In one survey of the supposedly easy question of which hand they were
better with, the subjects were wrong in a quarter to half the cases
when they were tested. One psychologist defines handedness in terms of
the hand preferred in learning new tasks. Another defines it in terms
of the one that excels in fine and precise movements, such as
threading a needle. Still others define it in terms of relative
strength and dexterity of the two hands. Almost none of them agree on
how to phrase a questionnaire to winnow out crucial distinctions. For
example, questions neglect untaught tasks such as which hand you use
to brush your teeth or strike a match. They also don't take into
consideration the selection of tasks, cultural differences and learned
skills, such as right-handed man who deals cards left-handed because
that's how he learned from his father. One pair of researchers found
the more direct the investigation, the more numerous the tests and the
less they concern learned movements, the larger the proportion of left
handedness.
And most people, righties and lefties, switch hands for different
tasks and display varying degrees of ambidexterity. One group of
researchers were frustrated by what they saw as a number of subjects
whose right- and left-sidedness was confused.
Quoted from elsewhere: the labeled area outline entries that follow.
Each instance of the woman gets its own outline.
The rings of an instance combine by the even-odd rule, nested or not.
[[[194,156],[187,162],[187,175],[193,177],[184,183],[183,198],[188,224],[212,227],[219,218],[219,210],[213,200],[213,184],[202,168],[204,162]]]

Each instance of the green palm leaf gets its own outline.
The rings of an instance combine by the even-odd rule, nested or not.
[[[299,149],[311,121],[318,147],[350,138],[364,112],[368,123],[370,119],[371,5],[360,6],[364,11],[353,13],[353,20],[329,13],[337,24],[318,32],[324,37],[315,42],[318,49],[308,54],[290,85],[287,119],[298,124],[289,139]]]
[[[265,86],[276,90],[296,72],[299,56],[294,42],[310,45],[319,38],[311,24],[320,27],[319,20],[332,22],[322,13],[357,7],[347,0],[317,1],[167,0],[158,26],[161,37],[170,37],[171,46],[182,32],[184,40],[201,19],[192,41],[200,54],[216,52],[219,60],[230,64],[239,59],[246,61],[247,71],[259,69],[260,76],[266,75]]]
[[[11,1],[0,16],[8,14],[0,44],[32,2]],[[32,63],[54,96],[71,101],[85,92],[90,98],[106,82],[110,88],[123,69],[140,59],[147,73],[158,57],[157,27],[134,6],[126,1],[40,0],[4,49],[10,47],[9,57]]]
One test seems to be most decisive. Called the Torque Test, it is
performed on children and has the child draw some X's, circle them and
then sign their name with first one hand and then the other. The
strength and control in handwriting indicates preferred hand, but the
drawing of the circles indicates something else: the brain
organization underlying the natural tendency before the onset of
socialization. The child may do many or most things with the right
hand, yet be a left-hander at heart. Right-handers consistently draw
their circles counterclockwise, left-handers tend to draw them
clockwise.
The kind of task in testing handedness is also crucial. In one study,
depending on which of three measures were used to make the
identification, the percentage of left-handers ranged from 2% to 35%!
A motor task as simple as flexing a single finger can throw the
statistician into quandary. Right-handers are better at it - but with
their left hand. One researcher found in testing one group of students
that 20% were left-handed, while in another comparable group he found
none. And it gets worse - in a test of 57 children between the ages of
5-1/2 and 13, another researcher found left-hand superiority in 16 of
them. A year later he went back - and found it in only one.
So I continue to write lefty, kick righty, play baseball
ambidextrously and shoot pool ambilaterally!